As Hank mentioned, Josephus wrote of how the Tower of Babel originated from the heart and mind of Nimrod.

“Now it was Nimrod who excited them to such an affront and contempt of God. He was the grand-son of Ham, the son of Noah: a bold man, and of great strength of hand. He persuaded them not to ascribe it to God, as if it was through his means that they were happy; but to believe that it was their own courage which procured that happiness. He also gradually changed the government into tyranny; seeing no other way of turning men from the fear of God, but to bring them into a constant dependence on his own power.
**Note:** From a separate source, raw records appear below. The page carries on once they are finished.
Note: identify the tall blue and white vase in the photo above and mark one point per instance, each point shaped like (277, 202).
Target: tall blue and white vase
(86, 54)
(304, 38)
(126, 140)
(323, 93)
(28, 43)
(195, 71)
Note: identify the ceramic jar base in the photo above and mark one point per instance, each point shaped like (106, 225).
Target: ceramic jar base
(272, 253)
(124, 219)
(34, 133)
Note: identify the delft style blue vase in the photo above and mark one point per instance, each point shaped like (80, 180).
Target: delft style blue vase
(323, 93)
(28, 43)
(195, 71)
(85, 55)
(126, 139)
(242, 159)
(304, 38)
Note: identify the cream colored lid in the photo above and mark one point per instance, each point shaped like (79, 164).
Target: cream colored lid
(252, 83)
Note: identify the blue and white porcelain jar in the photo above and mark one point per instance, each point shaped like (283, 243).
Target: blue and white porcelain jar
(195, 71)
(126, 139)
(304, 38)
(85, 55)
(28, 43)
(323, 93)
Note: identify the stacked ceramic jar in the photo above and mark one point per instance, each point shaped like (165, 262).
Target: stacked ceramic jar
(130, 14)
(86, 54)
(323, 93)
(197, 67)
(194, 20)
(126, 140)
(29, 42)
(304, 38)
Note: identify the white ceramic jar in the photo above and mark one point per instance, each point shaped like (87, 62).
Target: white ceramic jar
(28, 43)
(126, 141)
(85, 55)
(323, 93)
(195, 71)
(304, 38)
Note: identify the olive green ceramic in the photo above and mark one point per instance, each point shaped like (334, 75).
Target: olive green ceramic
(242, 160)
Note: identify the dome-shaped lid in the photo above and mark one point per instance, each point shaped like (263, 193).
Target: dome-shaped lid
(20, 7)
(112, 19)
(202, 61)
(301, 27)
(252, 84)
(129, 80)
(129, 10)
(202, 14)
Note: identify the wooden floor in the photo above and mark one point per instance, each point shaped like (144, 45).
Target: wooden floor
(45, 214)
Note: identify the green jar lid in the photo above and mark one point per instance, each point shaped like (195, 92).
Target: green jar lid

He also said, “He would be revenged on God, if he should have a mind to drown the world again: for that he would build a Tower too high for the waters to be able to reach; and that he would avenge himself on God for destroying their fore-fathers.””


Can you believe it? According to Josephus, Nimrod convinced the people that their prosperity was through their own strength and decision-making… not God’s. He convinced the people to believe they were courageous and in control of their own happiness. Nimrod actually believed he was wiser and stronger than God and concocted a plan to try and stay one step ahead. He would construct a tower so mighty that God’s flood would not be able to destroy it.

Although these statements contain heinous amounts of pride, there is something else to consider. Nimrod believed in God but did not trust Him. God had already promised the world (good, bad, or ugly) that He would never again destroy his creation through a flood. Nimrod simply didn’t believe him, and this led to a building project that was a complete waste of life.

There are parallels to be drawn.

When we lack faith in God, we waste our life. We waste it because we try and control something that is uncontrollable. We waste it because we turn our motives inwardly becoming completely self-centered. We waste it because our time is given to projects that will perish after we die. In many ways, pride is the opposite of trust, and it leads to a wasted life.

The pride of Nimrod fooled him into thinking that making something happen in life depended solely upon him. Trust would have required that he rely on someone else – something he was unwilling to do. If trust is a vehicle that takes us toward God, humility is the road we must drive on and faith is the fuel in our tanks. We can do nothing in this life apart from Jesus.